Confluence This continuum has radically transformed the nature of the practice. By embracing a great diversity of information and technologies, the architectural entity went from a static to a dynamic condition in the past 30 years. It now resembles an energetic system, meaning that its existence depends on the addition and association of parameters, each representing a potential condition for the reconfiguration of its intrinsic nature. Above all, technology has exponentially increased its ability to add parameters, therefore producing models that are, too often idealistically, qualified as “emergent.” This notion of emergence is often used to describe an architectural entity that expresses a formal complexity produced by increasingly blurred computational operations. And yet, the redundant use of this notion is not surprising in view of a contemporary reality that appears more and more unstable and mutable. In today’s architecture studio, designers continuously acquire terms and languages that are borrowed from the sciences. This change in practice does not imply that architecture has turned into a new science, but rather that its tools have become increasingly scientific. These scientific procedures have gradually transformed the deceiving nature of diagrams into computational codes that stem from the confluence of a wide range of disciplines. Associating the notion of confluence of knowledge to the design activity suggests that architecture can no longer remain an autonomous discipline. It now embraces the immensity of information networks. One of the consequences of this transdisciplinary condition is expressed by the current proliferation of new design activities in fields such as material and fabrication research, interactive and immersive media, and most noticeably, biologically inspired modeling (Linder M. 2005). In other words, the expansion of information assets implies that architecture is increasingly influenced by other fields of knowledge. Its concerns are no longer constrained to a particular dimension but instead

extend at all scales simultaneously, from the intrinsic structures of material to the macro-scale of environmental phenomena. Architecture stands now at the confluence of informational streams that generate a continuum of knowledge across all disciplines. (fig 3)

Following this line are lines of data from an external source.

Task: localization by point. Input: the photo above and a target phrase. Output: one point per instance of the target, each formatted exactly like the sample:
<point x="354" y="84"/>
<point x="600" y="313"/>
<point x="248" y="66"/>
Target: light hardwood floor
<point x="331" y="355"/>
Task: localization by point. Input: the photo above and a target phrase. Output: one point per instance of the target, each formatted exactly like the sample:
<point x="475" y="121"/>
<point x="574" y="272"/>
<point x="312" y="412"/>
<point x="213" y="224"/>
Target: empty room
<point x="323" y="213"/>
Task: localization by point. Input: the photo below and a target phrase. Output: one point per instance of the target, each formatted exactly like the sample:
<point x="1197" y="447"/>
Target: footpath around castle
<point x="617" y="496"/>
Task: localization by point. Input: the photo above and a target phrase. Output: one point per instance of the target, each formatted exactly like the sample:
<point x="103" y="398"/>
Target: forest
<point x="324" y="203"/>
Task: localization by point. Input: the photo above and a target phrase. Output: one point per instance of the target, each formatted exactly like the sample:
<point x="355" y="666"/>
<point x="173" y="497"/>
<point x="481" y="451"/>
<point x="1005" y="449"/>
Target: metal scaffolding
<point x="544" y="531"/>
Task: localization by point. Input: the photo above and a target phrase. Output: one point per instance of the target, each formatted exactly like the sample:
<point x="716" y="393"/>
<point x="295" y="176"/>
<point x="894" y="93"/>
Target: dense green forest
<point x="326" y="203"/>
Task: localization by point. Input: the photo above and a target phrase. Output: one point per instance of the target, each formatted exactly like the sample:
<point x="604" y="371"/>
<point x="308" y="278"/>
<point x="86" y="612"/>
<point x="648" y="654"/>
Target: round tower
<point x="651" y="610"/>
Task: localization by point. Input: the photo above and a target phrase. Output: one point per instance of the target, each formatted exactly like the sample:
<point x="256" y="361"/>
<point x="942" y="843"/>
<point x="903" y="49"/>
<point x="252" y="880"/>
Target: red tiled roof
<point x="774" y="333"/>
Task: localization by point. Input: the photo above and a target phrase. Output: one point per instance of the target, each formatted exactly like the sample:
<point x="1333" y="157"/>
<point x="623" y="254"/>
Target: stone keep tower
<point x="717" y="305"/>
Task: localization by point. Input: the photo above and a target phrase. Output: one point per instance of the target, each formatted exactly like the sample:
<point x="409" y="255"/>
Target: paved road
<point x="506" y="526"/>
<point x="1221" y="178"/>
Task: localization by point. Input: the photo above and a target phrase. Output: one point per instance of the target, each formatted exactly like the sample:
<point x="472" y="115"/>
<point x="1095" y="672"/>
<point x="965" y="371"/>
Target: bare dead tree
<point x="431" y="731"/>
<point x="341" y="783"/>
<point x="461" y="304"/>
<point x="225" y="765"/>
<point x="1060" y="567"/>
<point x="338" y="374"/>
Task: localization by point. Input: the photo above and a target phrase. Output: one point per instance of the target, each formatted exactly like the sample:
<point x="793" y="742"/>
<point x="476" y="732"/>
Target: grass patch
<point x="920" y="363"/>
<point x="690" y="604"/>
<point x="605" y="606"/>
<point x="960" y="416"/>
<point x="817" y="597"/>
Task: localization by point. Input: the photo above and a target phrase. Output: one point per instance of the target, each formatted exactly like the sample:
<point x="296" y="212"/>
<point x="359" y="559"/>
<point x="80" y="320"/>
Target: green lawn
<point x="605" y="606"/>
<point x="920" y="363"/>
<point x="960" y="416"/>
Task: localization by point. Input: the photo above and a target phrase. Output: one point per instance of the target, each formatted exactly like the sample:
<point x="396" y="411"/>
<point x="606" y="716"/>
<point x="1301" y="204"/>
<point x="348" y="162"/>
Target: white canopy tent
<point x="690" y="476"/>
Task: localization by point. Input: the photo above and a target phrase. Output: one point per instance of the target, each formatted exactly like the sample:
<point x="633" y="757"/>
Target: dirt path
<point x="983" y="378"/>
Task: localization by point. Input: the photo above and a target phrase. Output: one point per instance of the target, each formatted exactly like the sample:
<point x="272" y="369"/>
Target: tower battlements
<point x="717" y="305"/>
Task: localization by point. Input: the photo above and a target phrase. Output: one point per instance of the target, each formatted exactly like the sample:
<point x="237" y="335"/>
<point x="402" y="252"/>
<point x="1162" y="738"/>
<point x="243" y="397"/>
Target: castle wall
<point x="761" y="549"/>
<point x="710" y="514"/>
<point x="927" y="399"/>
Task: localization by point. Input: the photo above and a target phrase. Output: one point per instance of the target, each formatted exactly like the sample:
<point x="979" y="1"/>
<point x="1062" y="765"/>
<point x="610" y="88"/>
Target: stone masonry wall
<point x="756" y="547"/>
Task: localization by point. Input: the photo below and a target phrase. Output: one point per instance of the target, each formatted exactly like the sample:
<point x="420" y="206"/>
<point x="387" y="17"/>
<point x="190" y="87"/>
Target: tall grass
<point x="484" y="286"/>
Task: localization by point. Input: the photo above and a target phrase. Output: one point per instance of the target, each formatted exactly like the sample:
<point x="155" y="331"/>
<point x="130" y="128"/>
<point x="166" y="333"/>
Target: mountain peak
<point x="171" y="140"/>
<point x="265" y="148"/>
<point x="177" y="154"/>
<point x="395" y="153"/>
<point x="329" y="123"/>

Informed Architecture: Sensitive Organism From Frederick Kiesler’s topological surfaces to Greg Lynn’s curvilinear shapes, architecture is offered the possibility of perceiving our reality in terms of behavioral and responsive architectural mechanisms rather than shallow images of reality. Described in his seminal article “A Home is not a House” the proliferation and specialization of building systems prompted Reyner Banham to describe the house as a “baroque ensemble of domestic gadgetry [that] epitomizes the intestinal complexity of gracious living” (Banham R. 1965). This analogy of mechanical and electrical services to systems regulating the living organism is striking because it suggests that the accumulation of energetic functions, as diverse as climatic, wireless and grid-based, implies the disappearance of the form, image, and representation of architecture as we know it. In this article, François Dallegret’s drawings for Banham are a tribute to this conglomeration of mechanical, electrical, and structural systems, with their associated requisites and interactions (Banham R. 1965). This vision of the house as an exhilarating skeleton marks the advent of a design paradigm of performance for architecture of life, energy and (de)regulated behaviors. Similar to a living organism, Banham’s architectural object emerges out of energetic streams, organic veins forming a unitary system of interwoven and interacting sub-systems which combine effectively toward the whole. Banham and Dallegret’s mechanical systems are characterized, indeed defined by their behaviors, capabilities, sets of innate and imparted knowledge.